Zu kritisieren ist außerdem, dass Leserinnen und Leser, die über wenig Hintergrundwissen zur Geschichte Ungarns und Ostmitteleuropas in der Frühen Neuzeit verfügt, es schwer haben könnten, den genauen Kontext sowie die Hintergründe der im Sammelband dargestellten Kulturtransfers zu erfassen. Die religiösen und politischen Ereignisse, welche mitunter für die sprachliche, konfessionelle und ethnische Vielfalt des ungarischen Königreichs verantwortlich waren und kulturelle Transfers dementsprechend erst möglich machten, werden leider nur am Rande thematisiert.

Dies spiegelt sich bereits in der Einleitung wider, die die hinter diesen Austauschprozessen stehenden Ereignisse – Reformation, Gegenreformation, Dreiteilung des ungarischen Königreichs, osmanische Besatzung etc. – sehr vereinfacht darstellt. In der Einleitung wird der katholischen Kirche darüber hinaus pauschal eine bedeutende Funktion in Kulturtransfers zugerechnet, wobei diese vor dem Hintergrund der Komplexität der einzelnen Transfers und vor allem deren jeweiligen sozialen und politischen Kontexten zu relativieren ist.

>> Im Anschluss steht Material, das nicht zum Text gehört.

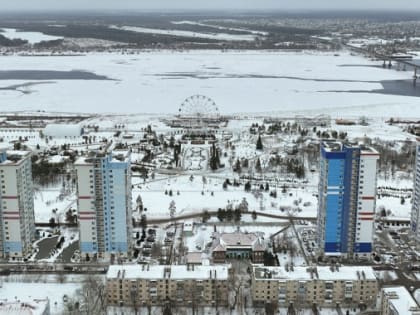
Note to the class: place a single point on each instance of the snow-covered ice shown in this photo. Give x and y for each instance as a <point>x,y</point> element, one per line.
<point>238,81</point>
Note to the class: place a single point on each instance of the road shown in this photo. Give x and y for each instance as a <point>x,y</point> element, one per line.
<point>214,213</point>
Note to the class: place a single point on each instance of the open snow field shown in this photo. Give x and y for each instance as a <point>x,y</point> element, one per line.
<point>158,81</point>
<point>31,37</point>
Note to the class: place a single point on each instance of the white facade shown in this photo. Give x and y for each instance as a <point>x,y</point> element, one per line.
<point>104,203</point>
<point>365,218</point>
<point>415,211</point>
<point>17,204</point>
<point>63,130</point>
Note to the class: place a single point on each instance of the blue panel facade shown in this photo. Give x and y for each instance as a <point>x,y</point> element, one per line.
<point>362,247</point>
<point>88,247</point>
<point>12,247</point>
<point>115,205</point>
<point>335,211</point>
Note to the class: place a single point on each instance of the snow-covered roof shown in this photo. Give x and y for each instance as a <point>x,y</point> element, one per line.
<point>34,307</point>
<point>238,239</point>
<point>63,130</point>
<point>400,300</point>
<point>350,273</point>
<point>188,226</point>
<point>175,272</point>
<point>12,157</point>
<point>194,258</point>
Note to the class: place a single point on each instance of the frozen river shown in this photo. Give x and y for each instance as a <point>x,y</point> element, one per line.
<point>158,82</point>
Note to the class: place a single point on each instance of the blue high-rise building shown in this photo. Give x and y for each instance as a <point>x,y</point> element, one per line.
<point>104,203</point>
<point>346,202</point>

Lässt man diese Schwächen außer Acht, so bieten die Beiträge des Sammelbandes durchaus neue Perspektiven auf die sich durch sprachliche, religiöse und ethnische Vielfalt auszeichnenden Territorien Mittel- und Osteuropas in der Frühen Neuzeit sowie deren Austausch untereinander. Der Sammelband beweist insofern das Potential der Kulturtransferforschung für den ostmitteleuropäischen Raum, in dessen nationalen Historiografien dieses Forschungskonzept bisher nur vereinzelt zum Einsatz kam.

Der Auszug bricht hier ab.